The fix addresses the root cause: shell variable interpolation into JSON strings without escaping. The solution involves sanitizing or escaping all variables before they are interpolated into JSON payloads.

The safest approach — and the one recommended here — is to use a dedicated JSON-aware tool like jq to construct payloads, rather than building them manually with printf.

Before (Vulnerable):

# ⚠️ No escaping — special characters in variables break JSON
generate_payload() {
  local model="$1"
  local content="$2"
  printf '{"model": "%s", "messages": [{"role": "user", "content": "%s"}]}' \
    "$model" "$content" > "$OUTPUT_FILE"
}

After (Fixed):

# ✅ Use jq to safely construct JSON with proper escaping
generate_payload() {
  local model="$1"
  local content="$2"
  jq -n \
    --arg model "$model" \
    --arg content "$content" \
    '{
      "model": $model,
      "messages": [{"role": "user", "content": $content}]
    }' > "$OUTPUT_FILE"
}

Why Does `jq` Solve the Problem?

When you pass a shell variable to jq using --arg, jq treats the value as a raw string and handles all necessary JSON escaping internally. It will:

Escape double quotes (" → \")
Escape backslashes (\ → \\)
Escape newlines and other control characters
Produce syntactically valid JSON regardless of input content

This completely eliminates the injection surface. No matter what characters an attacker puts into the input variables, jq will encode them safely.

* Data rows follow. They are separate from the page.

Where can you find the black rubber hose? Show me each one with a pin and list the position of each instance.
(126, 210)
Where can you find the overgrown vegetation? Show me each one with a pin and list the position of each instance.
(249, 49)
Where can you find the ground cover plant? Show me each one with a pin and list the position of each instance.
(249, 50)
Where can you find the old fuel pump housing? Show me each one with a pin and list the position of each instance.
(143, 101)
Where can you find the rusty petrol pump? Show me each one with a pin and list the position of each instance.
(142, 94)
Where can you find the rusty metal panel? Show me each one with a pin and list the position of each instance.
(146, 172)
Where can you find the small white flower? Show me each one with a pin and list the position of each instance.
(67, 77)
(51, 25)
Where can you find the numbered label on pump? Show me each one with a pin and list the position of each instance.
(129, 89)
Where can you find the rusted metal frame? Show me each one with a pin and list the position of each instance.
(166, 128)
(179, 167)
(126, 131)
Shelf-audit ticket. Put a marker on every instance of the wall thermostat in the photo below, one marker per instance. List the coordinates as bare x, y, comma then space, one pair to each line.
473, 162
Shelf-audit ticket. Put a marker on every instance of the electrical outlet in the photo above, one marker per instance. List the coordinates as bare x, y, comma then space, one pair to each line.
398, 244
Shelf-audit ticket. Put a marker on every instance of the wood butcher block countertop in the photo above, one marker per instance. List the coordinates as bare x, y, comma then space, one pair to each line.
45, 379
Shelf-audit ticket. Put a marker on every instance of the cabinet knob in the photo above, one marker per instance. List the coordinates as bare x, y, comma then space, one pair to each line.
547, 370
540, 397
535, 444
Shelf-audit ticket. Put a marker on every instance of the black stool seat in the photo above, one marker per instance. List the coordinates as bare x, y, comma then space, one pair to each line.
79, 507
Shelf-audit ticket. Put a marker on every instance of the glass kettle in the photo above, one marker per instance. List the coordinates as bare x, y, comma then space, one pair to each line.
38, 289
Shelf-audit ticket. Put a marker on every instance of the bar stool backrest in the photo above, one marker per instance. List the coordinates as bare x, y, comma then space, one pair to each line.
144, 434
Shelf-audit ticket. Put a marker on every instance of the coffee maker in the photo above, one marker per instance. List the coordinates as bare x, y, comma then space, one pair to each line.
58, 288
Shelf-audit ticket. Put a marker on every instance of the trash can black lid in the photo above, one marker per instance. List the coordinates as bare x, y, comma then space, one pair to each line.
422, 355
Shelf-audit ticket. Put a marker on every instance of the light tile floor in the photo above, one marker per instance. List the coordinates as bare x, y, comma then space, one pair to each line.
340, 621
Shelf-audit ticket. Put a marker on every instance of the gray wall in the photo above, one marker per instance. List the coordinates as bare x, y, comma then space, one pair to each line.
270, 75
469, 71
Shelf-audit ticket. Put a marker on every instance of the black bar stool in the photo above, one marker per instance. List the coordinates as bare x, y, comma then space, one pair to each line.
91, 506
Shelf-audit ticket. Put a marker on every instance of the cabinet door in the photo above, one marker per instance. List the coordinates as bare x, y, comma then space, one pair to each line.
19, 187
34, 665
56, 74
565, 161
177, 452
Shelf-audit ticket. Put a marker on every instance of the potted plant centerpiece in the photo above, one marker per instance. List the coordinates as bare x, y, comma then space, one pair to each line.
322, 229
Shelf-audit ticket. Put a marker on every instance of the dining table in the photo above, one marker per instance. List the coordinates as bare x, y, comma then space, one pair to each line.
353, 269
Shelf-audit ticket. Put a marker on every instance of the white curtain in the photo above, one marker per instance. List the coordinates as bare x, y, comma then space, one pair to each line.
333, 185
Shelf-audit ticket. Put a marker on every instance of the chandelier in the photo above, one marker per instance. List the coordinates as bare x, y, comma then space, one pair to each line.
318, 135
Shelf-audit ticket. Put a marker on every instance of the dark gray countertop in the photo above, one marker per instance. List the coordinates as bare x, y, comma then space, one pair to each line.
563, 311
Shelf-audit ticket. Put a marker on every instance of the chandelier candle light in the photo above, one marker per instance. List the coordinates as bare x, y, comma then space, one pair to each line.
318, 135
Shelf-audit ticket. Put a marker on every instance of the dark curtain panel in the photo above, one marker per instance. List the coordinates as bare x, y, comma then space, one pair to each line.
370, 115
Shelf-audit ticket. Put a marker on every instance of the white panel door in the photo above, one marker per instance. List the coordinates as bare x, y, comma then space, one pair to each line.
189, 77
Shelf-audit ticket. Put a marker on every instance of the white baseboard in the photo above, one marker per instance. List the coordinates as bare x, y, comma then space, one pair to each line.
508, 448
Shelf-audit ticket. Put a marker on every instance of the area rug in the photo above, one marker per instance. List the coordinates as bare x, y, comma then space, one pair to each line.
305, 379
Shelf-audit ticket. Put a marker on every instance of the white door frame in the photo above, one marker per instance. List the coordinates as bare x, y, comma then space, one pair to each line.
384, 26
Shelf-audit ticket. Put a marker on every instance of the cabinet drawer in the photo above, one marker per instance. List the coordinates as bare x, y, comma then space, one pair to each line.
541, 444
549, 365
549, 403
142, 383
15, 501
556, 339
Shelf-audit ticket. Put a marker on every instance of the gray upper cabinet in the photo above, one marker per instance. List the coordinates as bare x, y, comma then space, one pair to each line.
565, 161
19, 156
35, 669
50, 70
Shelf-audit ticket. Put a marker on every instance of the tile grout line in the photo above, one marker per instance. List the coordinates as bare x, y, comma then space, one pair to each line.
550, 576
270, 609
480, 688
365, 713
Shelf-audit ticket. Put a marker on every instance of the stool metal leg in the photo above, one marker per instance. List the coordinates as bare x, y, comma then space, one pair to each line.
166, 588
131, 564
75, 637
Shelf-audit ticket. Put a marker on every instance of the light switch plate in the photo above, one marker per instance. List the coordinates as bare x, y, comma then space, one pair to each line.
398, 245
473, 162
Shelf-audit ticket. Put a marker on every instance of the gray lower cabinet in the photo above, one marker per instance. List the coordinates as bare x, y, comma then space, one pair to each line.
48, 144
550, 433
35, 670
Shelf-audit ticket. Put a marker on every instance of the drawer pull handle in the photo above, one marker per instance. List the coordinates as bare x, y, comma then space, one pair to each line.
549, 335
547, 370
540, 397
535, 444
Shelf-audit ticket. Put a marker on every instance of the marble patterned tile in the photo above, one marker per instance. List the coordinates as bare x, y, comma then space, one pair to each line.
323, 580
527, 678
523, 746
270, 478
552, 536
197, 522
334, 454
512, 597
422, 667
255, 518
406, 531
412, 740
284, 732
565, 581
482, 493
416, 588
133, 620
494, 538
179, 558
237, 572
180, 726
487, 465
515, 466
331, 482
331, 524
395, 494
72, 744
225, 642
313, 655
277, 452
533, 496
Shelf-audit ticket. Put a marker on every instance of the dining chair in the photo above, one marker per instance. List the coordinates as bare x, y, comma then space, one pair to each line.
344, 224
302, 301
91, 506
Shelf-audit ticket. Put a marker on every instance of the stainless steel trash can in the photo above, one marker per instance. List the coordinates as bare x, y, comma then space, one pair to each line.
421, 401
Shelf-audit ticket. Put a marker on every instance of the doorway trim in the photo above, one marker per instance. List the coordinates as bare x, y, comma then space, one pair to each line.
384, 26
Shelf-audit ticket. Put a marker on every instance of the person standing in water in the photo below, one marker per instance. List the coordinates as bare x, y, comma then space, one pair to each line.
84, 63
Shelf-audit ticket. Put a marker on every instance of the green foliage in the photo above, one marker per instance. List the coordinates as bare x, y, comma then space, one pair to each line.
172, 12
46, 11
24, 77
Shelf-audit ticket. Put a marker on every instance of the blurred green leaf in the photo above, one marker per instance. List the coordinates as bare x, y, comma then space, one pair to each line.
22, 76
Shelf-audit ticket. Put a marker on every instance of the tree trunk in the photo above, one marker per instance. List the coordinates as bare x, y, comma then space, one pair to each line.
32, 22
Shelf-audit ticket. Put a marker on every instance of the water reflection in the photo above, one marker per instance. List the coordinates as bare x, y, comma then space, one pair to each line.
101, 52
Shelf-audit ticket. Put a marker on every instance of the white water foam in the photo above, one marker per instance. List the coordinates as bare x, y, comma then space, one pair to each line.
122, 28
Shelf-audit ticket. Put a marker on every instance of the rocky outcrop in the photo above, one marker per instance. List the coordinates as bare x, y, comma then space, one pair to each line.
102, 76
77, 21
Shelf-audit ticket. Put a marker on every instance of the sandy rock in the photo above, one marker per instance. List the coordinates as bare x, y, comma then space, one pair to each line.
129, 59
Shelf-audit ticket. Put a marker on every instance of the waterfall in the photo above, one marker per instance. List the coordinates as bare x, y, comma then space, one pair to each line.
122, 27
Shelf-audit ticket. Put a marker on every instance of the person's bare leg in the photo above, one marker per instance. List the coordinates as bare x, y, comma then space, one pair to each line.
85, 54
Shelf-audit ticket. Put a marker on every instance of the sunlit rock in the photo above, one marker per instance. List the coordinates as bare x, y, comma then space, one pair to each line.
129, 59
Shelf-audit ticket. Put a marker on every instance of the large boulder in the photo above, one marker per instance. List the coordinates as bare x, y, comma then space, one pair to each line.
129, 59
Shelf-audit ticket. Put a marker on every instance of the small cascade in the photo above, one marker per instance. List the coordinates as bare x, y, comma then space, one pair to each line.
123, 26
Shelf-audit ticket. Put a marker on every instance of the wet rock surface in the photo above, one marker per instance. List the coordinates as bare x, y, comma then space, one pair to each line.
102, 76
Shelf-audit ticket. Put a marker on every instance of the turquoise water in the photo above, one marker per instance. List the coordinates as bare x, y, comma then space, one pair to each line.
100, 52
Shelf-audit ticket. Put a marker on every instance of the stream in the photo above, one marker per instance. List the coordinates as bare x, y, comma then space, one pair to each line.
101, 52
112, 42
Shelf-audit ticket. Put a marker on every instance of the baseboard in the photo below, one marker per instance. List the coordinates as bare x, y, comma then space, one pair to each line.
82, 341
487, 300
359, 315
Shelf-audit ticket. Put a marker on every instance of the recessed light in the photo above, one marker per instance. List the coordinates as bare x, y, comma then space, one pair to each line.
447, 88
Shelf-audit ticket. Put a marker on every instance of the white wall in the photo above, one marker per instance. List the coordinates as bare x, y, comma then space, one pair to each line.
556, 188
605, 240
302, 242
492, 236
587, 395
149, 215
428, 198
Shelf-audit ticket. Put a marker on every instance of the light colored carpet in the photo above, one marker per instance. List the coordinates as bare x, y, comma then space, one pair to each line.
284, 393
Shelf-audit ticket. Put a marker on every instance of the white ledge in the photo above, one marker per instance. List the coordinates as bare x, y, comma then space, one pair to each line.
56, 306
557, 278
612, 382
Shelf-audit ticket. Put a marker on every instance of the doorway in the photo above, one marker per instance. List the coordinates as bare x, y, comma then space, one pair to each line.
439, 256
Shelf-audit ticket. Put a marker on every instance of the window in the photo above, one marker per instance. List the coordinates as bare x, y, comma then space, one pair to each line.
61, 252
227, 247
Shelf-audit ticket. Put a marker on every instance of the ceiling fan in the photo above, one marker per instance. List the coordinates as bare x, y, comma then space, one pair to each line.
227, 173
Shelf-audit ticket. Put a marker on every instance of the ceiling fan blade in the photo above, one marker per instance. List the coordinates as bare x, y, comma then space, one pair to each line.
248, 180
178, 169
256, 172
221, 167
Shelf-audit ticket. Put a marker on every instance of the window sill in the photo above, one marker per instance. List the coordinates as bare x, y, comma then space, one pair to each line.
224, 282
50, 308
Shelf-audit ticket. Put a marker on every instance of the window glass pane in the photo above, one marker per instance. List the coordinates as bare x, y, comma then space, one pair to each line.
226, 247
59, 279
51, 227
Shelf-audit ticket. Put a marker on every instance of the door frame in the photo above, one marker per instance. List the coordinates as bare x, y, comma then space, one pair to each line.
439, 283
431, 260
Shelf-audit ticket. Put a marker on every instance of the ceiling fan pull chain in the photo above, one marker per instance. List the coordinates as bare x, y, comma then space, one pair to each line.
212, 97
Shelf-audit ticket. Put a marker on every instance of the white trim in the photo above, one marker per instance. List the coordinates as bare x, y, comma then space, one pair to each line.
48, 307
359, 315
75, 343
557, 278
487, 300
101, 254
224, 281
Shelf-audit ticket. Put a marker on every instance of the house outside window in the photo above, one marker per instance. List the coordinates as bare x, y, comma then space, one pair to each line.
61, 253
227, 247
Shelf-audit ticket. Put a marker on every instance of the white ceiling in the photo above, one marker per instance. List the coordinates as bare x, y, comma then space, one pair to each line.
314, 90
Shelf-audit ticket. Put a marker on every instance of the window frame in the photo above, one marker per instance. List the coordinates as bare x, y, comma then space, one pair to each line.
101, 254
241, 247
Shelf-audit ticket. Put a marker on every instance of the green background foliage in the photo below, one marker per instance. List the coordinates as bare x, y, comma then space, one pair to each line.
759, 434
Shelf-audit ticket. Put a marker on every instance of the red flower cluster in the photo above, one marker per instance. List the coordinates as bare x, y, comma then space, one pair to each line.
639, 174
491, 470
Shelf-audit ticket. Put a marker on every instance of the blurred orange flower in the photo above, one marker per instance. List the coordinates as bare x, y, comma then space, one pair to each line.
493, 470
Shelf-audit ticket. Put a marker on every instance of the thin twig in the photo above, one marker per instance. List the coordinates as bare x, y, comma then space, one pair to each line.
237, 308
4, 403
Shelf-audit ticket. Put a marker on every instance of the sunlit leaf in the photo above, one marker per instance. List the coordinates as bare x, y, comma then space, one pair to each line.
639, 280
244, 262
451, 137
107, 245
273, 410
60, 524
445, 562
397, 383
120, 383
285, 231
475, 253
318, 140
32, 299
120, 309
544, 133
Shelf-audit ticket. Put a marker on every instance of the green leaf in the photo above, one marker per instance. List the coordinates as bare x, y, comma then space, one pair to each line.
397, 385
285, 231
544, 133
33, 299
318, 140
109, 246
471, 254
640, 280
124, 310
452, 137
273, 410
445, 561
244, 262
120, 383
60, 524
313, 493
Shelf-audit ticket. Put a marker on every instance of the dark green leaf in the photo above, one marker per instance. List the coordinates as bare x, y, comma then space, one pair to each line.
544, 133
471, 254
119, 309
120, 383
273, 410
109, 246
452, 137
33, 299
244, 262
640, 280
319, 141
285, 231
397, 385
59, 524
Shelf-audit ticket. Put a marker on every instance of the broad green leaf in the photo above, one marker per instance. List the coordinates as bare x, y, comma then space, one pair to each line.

Alternative: Escaping with `printf` (If `jq` Is Unavailable)

If jq is not available in your environment, you can write a sanitization function. However, this approach is error-prone and not recommended for production use:

# ⚠️ Manual escaping — fragile, use jq instead
json_escape() {
  local input="$1"
  # Escape backslashes first, then quotes, then control characters
  printf '%s' "$input" \
    | sed 's/\\/\\\\/g' \
    | sed 's/"/\\"/g' \
    | sed ':a;N;$!ba;s/\n/\\n/g'
}

content=$(json_escape "$USER_CONTENT")
printf '{"model": "%s", "content": "%s"}' "$MODEL" "$content"

Even this approach can miss edge cases (null bytes, other control characters). Always prefer jq or a language with native JSON support.

Prevention & Best Practices

1. Never Construct JSON Manually in Shell Scripts

This is the cardinal rule. Shell scripts lack the type awareness and escaping libraries that make JSON construction safe in other languages. If you need to build JSON in a shell script, always use jq.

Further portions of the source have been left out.